Depois de umas tres décadas pelo menos, fui fazer a feira.
Descobri uma feira perto de casa... ainda bem que as feiras livres em SP ainda não acabaram.
Lá fui eu, desta vez sem a mãe me puxando pra que eu não sumisse na barraca do coco ralado.
Sim, ainda tem coco ralado na feira e comprei mais do que poderei comer nos próximos dias, meio que tirando o atraso dos anos sintéticos da metrópole.
Mas o feirante me disse que posso congelar.
Todos eles dão bom dia... veja você, eles dão bom dia! E ganhei 2 maçãs verdes a mais e 4 limões galegos, pra "virar freguesa". Eles conhecem a fidelização de cliente desde os tempos imemoriais.
Tinha tanta fruta, verdura e legume... tinha uma barraca com especiarias nordestinas.
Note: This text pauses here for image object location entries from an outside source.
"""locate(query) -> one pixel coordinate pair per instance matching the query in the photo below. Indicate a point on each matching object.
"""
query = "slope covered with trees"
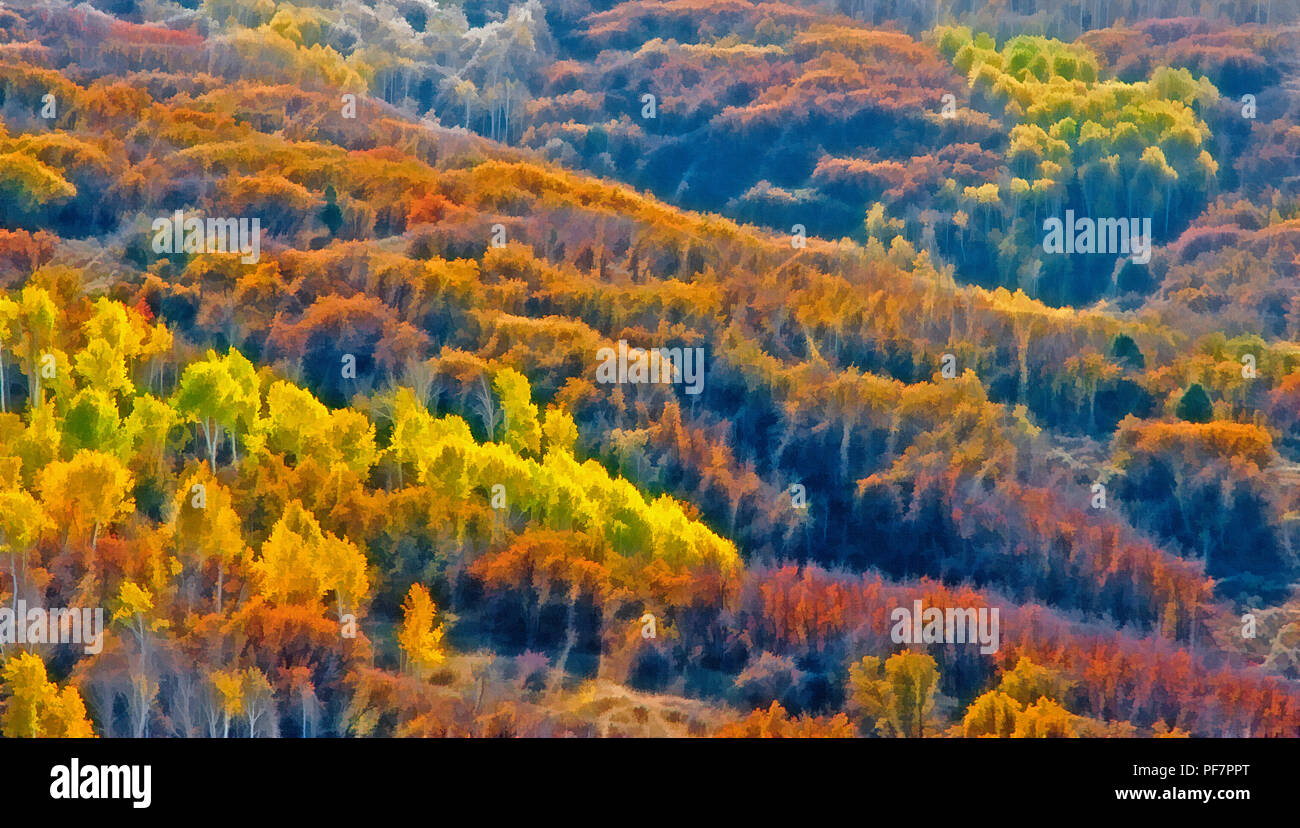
(375, 484)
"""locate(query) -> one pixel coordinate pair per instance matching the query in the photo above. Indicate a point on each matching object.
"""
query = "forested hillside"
(369, 476)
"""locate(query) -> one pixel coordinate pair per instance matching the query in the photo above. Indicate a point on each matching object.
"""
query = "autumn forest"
(683, 368)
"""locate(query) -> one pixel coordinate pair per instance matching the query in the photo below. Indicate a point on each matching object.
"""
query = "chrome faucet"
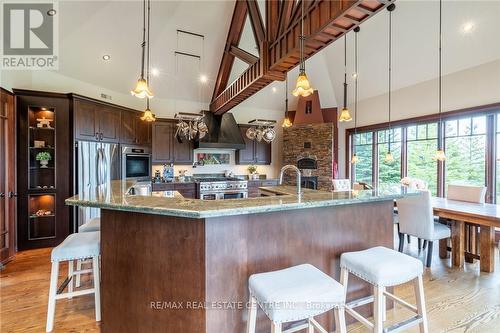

Salve o nordeste que veio pra cá nos redimir da sizudez produtiva.
Aquela mistura de cheiros e vida... o vendedor de maçãs me diz que "o produtor garantiu a "suculência, senhora"... e os abacates estão no ponto de comer.
Aqui sentada em casa, olho em cima do balcão pra todas essas cores que foto nenhuma conseguirá captar, e quase ouço a mãe começando a fazer o almoço e cantando um bolero, de avental na cintura, e reclamando que o preço dos tomates está pela hora da morte.